– Понятно, – тихо говорю я. – И водой вы меня полили святой, чтобы я бы загорелся, как демон?
Он молчит, проходит куда—то вглубь, во тьму и я уже собираюсь с Ирой уходить, как священник возвращается. Но не глядя на меня дает ей что—то.
– Это свеча не простая, она с Чистого Четверга, девочка. Бери её и выжги ей маленькие крестики у всех окон и дверей твоего дома. Тогда чудовище, к тебе не придет.
– Ладно, – кивает она.
Священник почему—то не смотрит на меня.
– А почему вы мне не даете, я вот тоже хочу от чёрта защититься, – усмехаюсь я.
Он молча и закрывает дверь.
– Странный он, взял меня за руку, и просто затащил туда. Мы сидели в темноте, он только со свечкой ходил и что—то шептал, – рассказывает Ира, когда мы отошли к моей машине. – Ходил, во все окна заглядывал.
– Такое происходит в городе, маньяки. Я тоже параноиком стал, ты видишь, – отвечаю я и захлопываю дверь.

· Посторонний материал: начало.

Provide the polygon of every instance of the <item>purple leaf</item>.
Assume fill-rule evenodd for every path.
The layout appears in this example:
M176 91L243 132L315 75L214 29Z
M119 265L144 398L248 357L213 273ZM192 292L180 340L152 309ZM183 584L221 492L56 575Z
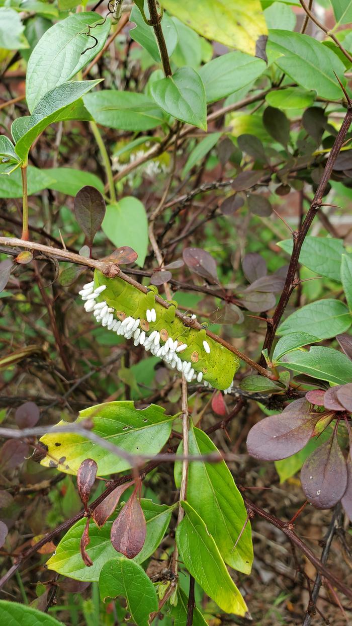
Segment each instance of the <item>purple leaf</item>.
M329 411L344 411L344 407L339 402L337 396L337 391L342 385L336 385L336 387L330 387L324 394L324 406Z
M105 208L101 193L90 185L82 187L76 195L73 205L74 215L89 245L101 226Z
M183 257L190 270L211 282L218 283L216 264L209 252L202 248L185 248Z
M264 418L248 433L248 453L265 461L279 461L296 454L309 441L319 417L319 414L290 406L280 414Z
M341 335L336 335L336 339L346 356L352 360L352 336L343 332Z
M317 508L334 506L347 486L347 469L334 433L311 453L301 470L302 488Z
M91 495L91 491L96 478L98 465L93 459L85 459L81 463L77 473L77 486L84 508Z
M220 210L223 215L233 215L244 204L244 200L238 193L233 193L221 203Z
M142 550L146 534L146 520L135 490L113 523L111 543L118 552L133 558Z
M336 395L343 406L352 413L352 382L349 382L347 385L339 385Z
M133 480L130 481L129 483L124 483L119 487L116 487L94 510L92 513L92 517L99 528L101 528L104 526L106 520L113 515L123 493L131 485L133 485Z
M266 275L266 263L256 252L249 252L243 257L242 269L249 282L254 282L257 279Z
M35 402L25 402L17 409L14 419L19 428L32 428L39 417L40 411Z

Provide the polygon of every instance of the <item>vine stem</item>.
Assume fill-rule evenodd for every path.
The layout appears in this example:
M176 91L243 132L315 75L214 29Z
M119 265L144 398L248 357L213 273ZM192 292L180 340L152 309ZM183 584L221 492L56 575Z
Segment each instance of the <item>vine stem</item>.
M44 254L48 254L49 256L56 257L61 260L64 261L68 263L76 263L80 265L86 265L87 267L91 267L92 269L98 269L101 272L103 272L106 275L109 277L114 277L118 276L121 280L124 280L126 282L128 282L130 285L133 285L135 287L136 289L139 289L139 291L142 291L144 294L148 293L148 289L144 287L143 285L141 285L140 283L134 280L134 279L131 278L130 276L128 276L127 274L124 274L123 272L119 269L119 266L114 263L111 263L108 261L98 261L94 259L87 259L86 257L81 257L79 254L76 254L74 252L69 252L67 250L60 250L59 248L53 248L49 245L44 245L43 244L37 244L36 242L32 241L25 241L23 239L17 239L16 237L0 237L0 245L5 246L18 246L21 248L26 248L28 250L37 250L40 252L44 253ZM9 254L14 254L12 252L9 252ZM17 255L16 254L15 255ZM156 302L161 304L161 306L164 307L165 309L168 309L170 304L167 302L163 298L161 297L159 295L156 295L155 299ZM182 320L183 323L185 326L191 326L193 328L196 328L198 331L201 331L203 329L203 326L199 324L196 320L189 321L187 318L184 317L184 316L181 311L176 310L176 316ZM241 352L239 350L238 350L234 346L229 344L228 341L225 339L223 339L222 337L218 337L218 335L215 335L213 332L208 329L206 329L206 333L208 337L210 337L214 341L216 341L218 344L221 344L224 347L227 348L229 352L231 352L233 354L236 354L236 356L241 359L241 361L244 361L247 363L249 367L253 367L253 369L256 370L259 374L263 376L265 376L266 378L270 378L271 380L277 381L278 376L273 374L271 372L268 372L268 370L265 369L261 365L256 363L252 359L250 359L249 356Z
M105 170L105 173L106 174L106 178L108 179L108 185L109 187L109 194L110 195L110 201L111 202L116 202L116 193L115 192L115 185L114 183L114 177L113 175L113 170L111 170L111 163L110 163L110 158L109 155L108 154L108 151L105 147L105 144L103 141L102 136L100 134L99 128L95 121L90 121L89 126L91 127L91 130L94 136L94 139L97 143L98 146L99 148L100 154L101 155L101 158L103 160L103 163L104 165L104 168Z
M348 98L348 107L344 120L336 136L333 147L330 150L323 175L320 179L320 182L318 185L316 191L314 195L314 197L304 220L302 224L301 228L299 228L299 230L295 230L293 233L293 249L292 250L292 254L289 260L285 283L280 299L274 312L274 315L271 320L268 321L268 328L263 348L263 349L266 348L268 352L270 352L271 349L276 329L288 303L291 294L296 284L298 284L298 282L297 282L295 279L295 275L297 270L297 266L298 265L301 249L311 223L321 207L324 192L326 188L326 185L329 182L335 162L339 154L341 148L343 146L346 136L351 125L351 122L352 121L352 101L348 99L347 94L345 94L345 95ZM262 366L265 365L265 359L263 356L261 357L259 362Z
M22 239L29 239L28 230L28 188L27 186L27 163L21 167L22 177Z

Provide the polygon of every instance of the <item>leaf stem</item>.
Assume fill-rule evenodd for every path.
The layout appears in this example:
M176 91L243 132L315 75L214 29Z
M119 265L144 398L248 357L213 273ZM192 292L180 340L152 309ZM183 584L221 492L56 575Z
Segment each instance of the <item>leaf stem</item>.
M97 143L101 156L101 158L103 160L103 164L105 169L106 178L108 179L108 185L109 187L110 202L116 202L116 193L115 192L114 177L113 176L113 170L111 170L111 164L110 163L110 158L109 157L109 155L108 154L108 151L105 147L105 144L103 141L103 138L99 131L99 128L98 128L98 126L96 125L95 121L89 122L89 126L91 127L91 130L94 136L94 139Z
M21 166L22 177L22 239L29 239L28 230L28 190L27 187L27 163Z

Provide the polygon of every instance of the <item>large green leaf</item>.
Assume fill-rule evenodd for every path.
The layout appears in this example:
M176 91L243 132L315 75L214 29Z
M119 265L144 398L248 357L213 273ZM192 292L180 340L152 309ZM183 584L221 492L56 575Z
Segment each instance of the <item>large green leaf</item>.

Как не стать? Когда все кажется, что за спиной стоит кто—то. Я слышу шевеление в листве и дергаюсь даже от него.
В свете фонаря кажется, будто на листве какая—то лишняя тень. Будто там что—то неестественное, и оно спряталось. Выжидает.
Качаю головой. Пора к врачу, это точно.
***
Уже глубокая ночь, но Ира соблазняет на успокоительный секс, после которого мы лежим в моей постели. Ириша спит крепким сном на моем плече, и несмотря на то, что рука уже затекла, я её не убираю. Не могу позволить себе потревожить сон моей малышки.
Тем более, затекшая рука не дает заснуть. А мне страшно отправляться в Царство Морфея.
Но тело оказывается сильнее меня и проваливалось в легкую дрему.
Она была прямо передо мной, но её увел поп в церковь.
А потом выглядывал из окна и смотрел на меня оттуда. Знал, что я не могу зайти, но все равно шептал свои молитвы.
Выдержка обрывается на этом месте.